Here is my hot take that people will definitely hate: Retractable leashes should be illegal. I’m serious. They are dangerous, they teach your dog to pull, and they’re the hallmark of a lazy owner. I see people in my apartment complex using them and I have to bite my tongue. If you use a Flexi-leash, I’m judging you. Hard. Use a long line or a standard 6-foot leather lead. Stop being part of the problem.
Stop listening to the ‘Alpha’ bros
There’s a specific subset of the internet—mostly on r/OpenDogTraining—that loves tools like prong collars and e-collars. I might be wrong about this, but I think 90% of the people using them are just looking for a shortcut because they don’t want to spend six months rewarding eye contact. I’ve seen people use e-collars correctly, but it’s rare. Usually, it’s just someone zapping their dog because they’re frustrated.
I refuse to use a prong collar. I don’t care if it ‘mimics a mother’s bite.’ That sounds like something a marketing department made up to sell pieces of spiked metal. My dog is my best friend, not a prisoner of war. I’ve found that 15 minutes of ‘nose work’ (hiding treats around the living room) tires Barnaby out more than a two-hour walk where I’m constantly yanking on his neck. Brain work > physical work. Always.
- Use a ‘marker’ word: ‘Yes’ or ‘Good’ works better than a clicker because you can’t lose your voice.
- The 3-second rule: If you don’t reward a behavior within 3 seconds, the dog has no idea why they’re getting a treat.

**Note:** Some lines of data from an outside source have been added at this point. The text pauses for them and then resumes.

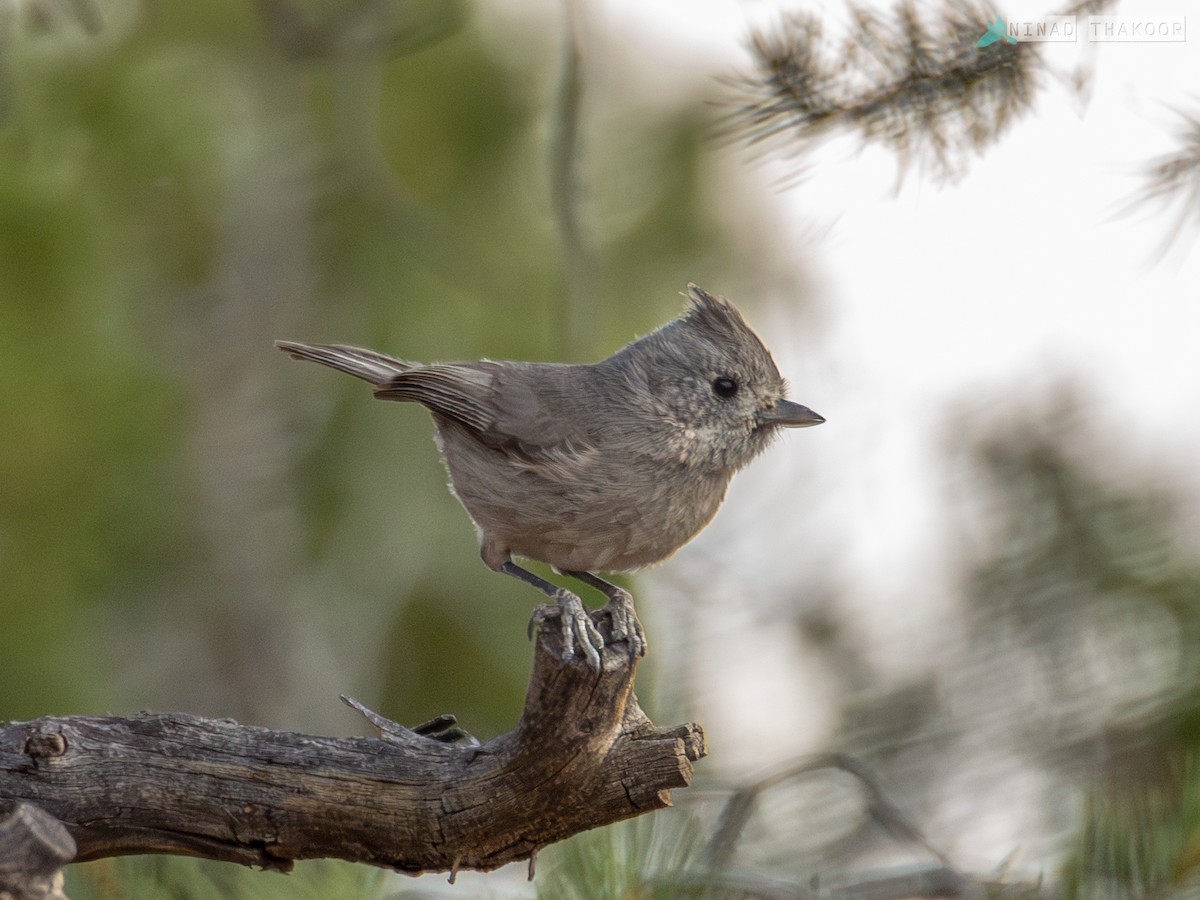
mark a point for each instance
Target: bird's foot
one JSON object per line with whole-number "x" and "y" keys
{"x": 623, "y": 621}
{"x": 580, "y": 633}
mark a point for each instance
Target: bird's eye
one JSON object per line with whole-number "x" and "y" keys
{"x": 725, "y": 387}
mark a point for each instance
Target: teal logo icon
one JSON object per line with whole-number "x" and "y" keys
{"x": 996, "y": 31}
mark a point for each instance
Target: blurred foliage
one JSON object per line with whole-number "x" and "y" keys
{"x": 654, "y": 858}
{"x": 189, "y": 519}
{"x": 1140, "y": 838}
{"x": 149, "y": 877}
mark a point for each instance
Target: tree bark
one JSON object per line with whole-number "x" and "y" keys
{"x": 583, "y": 755}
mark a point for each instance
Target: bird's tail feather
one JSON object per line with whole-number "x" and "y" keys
{"x": 358, "y": 361}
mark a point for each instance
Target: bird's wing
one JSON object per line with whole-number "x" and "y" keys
{"x": 519, "y": 407}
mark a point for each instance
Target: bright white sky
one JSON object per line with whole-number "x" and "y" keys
{"x": 1025, "y": 269}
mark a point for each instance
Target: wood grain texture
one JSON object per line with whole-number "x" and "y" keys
{"x": 583, "y": 755}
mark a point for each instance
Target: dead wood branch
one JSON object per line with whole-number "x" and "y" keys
{"x": 583, "y": 755}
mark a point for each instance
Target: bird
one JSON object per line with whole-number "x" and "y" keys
{"x": 599, "y": 467}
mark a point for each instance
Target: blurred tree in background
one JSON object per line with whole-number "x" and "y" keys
{"x": 189, "y": 520}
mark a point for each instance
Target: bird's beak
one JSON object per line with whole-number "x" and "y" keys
{"x": 790, "y": 415}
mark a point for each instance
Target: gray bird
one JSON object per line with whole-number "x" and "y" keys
{"x": 607, "y": 466}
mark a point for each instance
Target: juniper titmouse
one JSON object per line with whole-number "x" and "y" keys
{"x": 601, "y": 467}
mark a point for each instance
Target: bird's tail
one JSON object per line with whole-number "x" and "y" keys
{"x": 360, "y": 363}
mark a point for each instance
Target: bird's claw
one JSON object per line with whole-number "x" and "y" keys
{"x": 579, "y": 631}
{"x": 624, "y": 623}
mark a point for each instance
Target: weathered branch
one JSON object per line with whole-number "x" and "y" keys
{"x": 583, "y": 755}
{"x": 34, "y": 847}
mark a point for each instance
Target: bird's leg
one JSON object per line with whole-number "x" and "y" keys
{"x": 579, "y": 630}
{"x": 619, "y": 611}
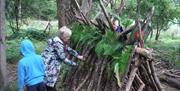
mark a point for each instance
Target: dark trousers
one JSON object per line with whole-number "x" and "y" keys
{"x": 51, "y": 88}
{"x": 37, "y": 87}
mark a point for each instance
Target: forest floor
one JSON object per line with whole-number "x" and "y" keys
{"x": 167, "y": 51}
{"x": 160, "y": 66}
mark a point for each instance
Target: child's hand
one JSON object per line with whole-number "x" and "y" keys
{"x": 81, "y": 57}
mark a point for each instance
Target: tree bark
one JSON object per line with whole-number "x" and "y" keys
{"x": 17, "y": 13}
{"x": 3, "y": 80}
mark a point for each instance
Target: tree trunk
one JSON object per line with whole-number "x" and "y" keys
{"x": 65, "y": 12}
{"x": 3, "y": 80}
{"x": 158, "y": 32}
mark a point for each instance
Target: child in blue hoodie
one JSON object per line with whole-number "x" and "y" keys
{"x": 30, "y": 69}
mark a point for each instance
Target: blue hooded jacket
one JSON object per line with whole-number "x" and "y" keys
{"x": 30, "y": 67}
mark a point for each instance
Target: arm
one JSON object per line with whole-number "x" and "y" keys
{"x": 74, "y": 53}
{"x": 20, "y": 77}
{"x": 60, "y": 51}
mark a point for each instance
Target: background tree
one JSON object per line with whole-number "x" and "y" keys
{"x": 3, "y": 80}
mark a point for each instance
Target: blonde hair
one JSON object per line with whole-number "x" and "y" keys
{"x": 65, "y": 31}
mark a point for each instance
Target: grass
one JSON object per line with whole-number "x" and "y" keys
{"x": 168, "y": 45}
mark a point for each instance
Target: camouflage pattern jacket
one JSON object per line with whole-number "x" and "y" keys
{"x": 53, "y": 56}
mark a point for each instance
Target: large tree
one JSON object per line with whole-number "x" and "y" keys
{"x": 3, "y": 80}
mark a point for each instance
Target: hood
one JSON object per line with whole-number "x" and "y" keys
{"x": 26, "y": 47}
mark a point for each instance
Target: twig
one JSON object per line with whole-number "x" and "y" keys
{"x": 155, "y": 76}
{"x": 131, "y": 78}
{"x": 141, "y": 82}
{"x": 106, "y": 15}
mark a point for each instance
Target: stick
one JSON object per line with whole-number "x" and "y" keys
{"x": 155, "y": 76}
{"x": 141, "y": 82}
{"x": 106, "y": 15}
{"x": 131, "y": 78}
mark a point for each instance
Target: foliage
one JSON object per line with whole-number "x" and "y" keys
{"x": 43, "y": 9}
{"x": 105, "y": 45}
{"x": 84, "y": 34}
{"x": 108, "y": 45}
{"x": 12, "y": 51}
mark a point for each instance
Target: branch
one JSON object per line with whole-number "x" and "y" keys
{"x": 141, "y": 82}
{"x": 106, "y": 15}
{"x": 87, "y": 21}
{"x": 121, "y": 7}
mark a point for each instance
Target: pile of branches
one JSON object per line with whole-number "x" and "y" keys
{"x": 96, "y": 73}
{"x": 140, "y": 74}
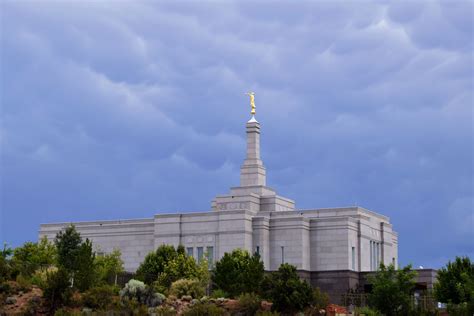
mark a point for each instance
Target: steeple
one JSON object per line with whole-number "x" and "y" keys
{"x": 252, "y": 172}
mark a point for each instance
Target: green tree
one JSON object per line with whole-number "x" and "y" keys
{"x": 154, "y": 263}
{"x": 238, "y": 272}
{"x": 455, "y": 285}
{"x": 85, "y": 275}
{"x": 68, "y": 243}
{"x": 108, "y": 266}
{"x": 32, "y": 256}
{"x": 288, "y": 293}
{"x": 180, "y": 267}
{"x": 392, "y": 290}
{"x": 5, "y": 264}
{"x": 57, "y": 291}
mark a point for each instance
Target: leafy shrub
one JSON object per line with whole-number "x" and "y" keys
{"x": 100, "y": 297}
{"x": 32, "y": 256}
{"x": 267, "y": 313}
{"x": 249, "y": 304}
{"x": 455, "y": 286}
{"x": 24, "y": 283}
{"x": 187, "y": 287}
{"x": 287, "y": 291}
{"x": 39, "y": 278}
{"x": 164, "y": 311}
{"x": 154, "y": 263}
{"x": 57, "y": 291}
{"x": 108, "y": 266}
{"x": 137, "y": 291}
{"x": 85, "y": 275}
{"x": 219, "y": 293}
{"x": 320, "y": 299}
{"x": 239, "y": 272}
{"x": 392, "y": 289}
{"x": 183, "y": 267}
{"x": 200, "y": 309}
{"x": 33, "y": 306}
{"x": 367, "y": 311}
{"x": 65, "y": 312}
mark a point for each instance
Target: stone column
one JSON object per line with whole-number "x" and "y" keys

- Stop overfeeding: Use their actual dinner kibble for training. If they aren’t hungry, they won’t work.
- Consistency is a lie: You won’t be consistent every day. Just try to be consistent 80% of the time.
Dog training isn’t a straight line. Some days Barnaby is a genius who could probably drive a car if his legs were longer. Other days, he forgets what ‘sit’ means because he saw a particularly interesting piece of trash on the sidewalk. It’s frustrating. It’s messy. But the best tips I ever got didn’t come from a book with a shiny cover. They came from a guy named ‘PawsitiveVibes92’ on a thread from 2016.
I still wonder if I’m doing enough, though. Like, is he actually happy, or has he just figured out how to manipulate me for liver snacks? I honestly don’t know the answer. But he hasn’t peed on my shoes in three years, so I guess we’re doing something right.
Just buy the 30-foot leash. Trust me.